= International Eightball Pool Federation =

IEPF logo

The International Eightball Pool Federation (IEPF), formerly called the World Eightball Pool Federation (WEPF), is an international pool governing body overseeing international tournaments and rankings in the British-originating variant of eight-ball pool played with red and yellow unnumbered balls instead of the stripes and solids numbered balls. Since 2024, the IEPF has been an affiliate of the World Pool-Billiard Association (WPA), which oversees its own tournaments and slightly different rules under the name blackball. IEPF events are held principally in the United Kingdom and Commonwealth of Nations.

==Overview==
The WEPF was established in 1992 by founding member countries Australia, England, and New Zealand. The group was separate from the WPA, and organised its own world championships and other tournaments initially held in the UK using a WEPF ruleset commonly known as "world rules".

In 2023, the then-WEPF adopted the "international rules" used by Ultimate Pool. Upon affiliating with the WPA in August 2024, the WEPF changed its name to the IEBF.
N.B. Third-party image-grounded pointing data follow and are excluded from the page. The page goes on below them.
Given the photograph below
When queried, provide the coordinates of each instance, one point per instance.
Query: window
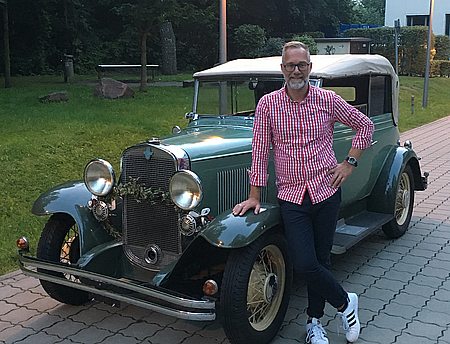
(380, 99)
(417, 20)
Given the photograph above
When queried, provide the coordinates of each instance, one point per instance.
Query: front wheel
(255, 290)
(60, 243)
(404, 202)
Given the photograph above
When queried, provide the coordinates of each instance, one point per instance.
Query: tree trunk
(169, 50)
(143, 86)
(6, 45)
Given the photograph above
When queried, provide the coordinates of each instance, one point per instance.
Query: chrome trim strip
(206, 309)
(221, 156)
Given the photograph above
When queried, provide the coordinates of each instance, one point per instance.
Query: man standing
(298, 121)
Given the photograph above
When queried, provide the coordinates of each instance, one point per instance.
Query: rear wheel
(59, 242)
(404, 202)
(255, 290)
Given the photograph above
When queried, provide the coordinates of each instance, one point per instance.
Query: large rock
(53, 97)
(112, 89)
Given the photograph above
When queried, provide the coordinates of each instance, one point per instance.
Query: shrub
(444, 68)
(442, 46)
(412, 46)
(309, 41)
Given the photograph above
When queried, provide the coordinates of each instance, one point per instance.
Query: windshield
(233, 97)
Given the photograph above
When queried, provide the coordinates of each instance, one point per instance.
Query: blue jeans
(309, 230)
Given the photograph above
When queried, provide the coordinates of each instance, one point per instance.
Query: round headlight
(185, 190)
(99, 177)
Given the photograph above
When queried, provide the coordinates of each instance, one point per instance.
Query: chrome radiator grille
(147, 225)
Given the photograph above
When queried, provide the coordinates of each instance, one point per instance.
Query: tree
(145, 17)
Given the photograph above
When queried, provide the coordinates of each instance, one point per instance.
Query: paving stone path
(404, 285)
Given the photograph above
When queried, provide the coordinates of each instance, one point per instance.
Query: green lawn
(42, 145)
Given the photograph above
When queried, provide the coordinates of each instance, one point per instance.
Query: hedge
(412, 46)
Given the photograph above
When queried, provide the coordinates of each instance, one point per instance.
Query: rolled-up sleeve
(260, 144)
(350, 116)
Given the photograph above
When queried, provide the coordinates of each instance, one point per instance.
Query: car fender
(229, 231)
(382, 198)
(71, 198)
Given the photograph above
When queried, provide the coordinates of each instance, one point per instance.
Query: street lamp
(223, 53)
(6, 57)
(223, 31)
(427, 66)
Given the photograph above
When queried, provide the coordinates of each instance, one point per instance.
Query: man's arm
(343, 170)
(253, 202)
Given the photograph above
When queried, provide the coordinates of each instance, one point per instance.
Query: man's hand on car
(251, 203)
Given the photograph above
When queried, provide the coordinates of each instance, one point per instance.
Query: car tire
(403, 205)
(255, 290)
(59, 243)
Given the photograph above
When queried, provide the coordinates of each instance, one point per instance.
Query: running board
(354, 229)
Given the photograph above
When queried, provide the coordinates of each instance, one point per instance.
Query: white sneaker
(350, 320)
(315, 334)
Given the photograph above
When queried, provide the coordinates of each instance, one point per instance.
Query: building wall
(333, 48)
(399, 9)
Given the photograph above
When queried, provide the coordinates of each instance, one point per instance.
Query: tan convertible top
(323, 66)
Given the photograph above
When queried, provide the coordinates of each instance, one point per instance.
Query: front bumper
(148, 296)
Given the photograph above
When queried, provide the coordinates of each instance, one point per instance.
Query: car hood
(211, 141)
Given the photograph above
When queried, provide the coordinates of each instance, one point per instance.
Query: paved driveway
(404, 285)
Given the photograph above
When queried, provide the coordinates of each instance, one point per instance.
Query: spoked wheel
(404, 202)
(255, 290)
(59, 242)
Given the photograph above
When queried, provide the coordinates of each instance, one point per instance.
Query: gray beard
(297, 85)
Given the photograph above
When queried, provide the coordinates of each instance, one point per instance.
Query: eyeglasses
(290, 67)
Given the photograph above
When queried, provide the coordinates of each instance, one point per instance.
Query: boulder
(112, 89)
(54, 97)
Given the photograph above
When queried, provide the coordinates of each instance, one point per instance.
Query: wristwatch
(352, 161)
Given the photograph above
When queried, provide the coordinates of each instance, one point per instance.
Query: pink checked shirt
(301, 134)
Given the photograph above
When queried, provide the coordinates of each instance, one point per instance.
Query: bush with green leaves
(442, 46)
(309, 41)
(273, 47)
(412, 46)
(248, 40)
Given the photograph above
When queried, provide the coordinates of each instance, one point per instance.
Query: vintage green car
(162, 236)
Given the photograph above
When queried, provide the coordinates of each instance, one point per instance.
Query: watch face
(352, 161)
Each country under the IEPF has their own referee and umpire body, and each country has their own qualification structure in place for grading referees. For instance, South Africa has three basic certificates: League Referee, Provincial Referee and National Referee.

==Member countries==
19 Member nations:

- Australia – Australian Eight Ball Federation
- Belgium
- China
- Cyprus
- England – English Pool Association
- France and Reunion Island
- Guernsey
- India
- Ireland
- Japan
- Malta
- Mauritius
- Morocco
- New Zealand – Clubs New Zealand 8Ball
- Northern Ireland
- Portugal
- Scotland
- South Africa – Pool South Africa
- Wales

==World Eightball Pool Championship==

The WEPF World Eightball Pool Championship (sometimes branded the Foster's World Eightball Pool Championship for sponsorship purposes) is held annually, and features open, women's, and juniors' divisions. For many years the tournaments were held at the Imperial Hotel in Blackpool, England. The competition includes players from Europe and from further afield, including Australia and South Africa.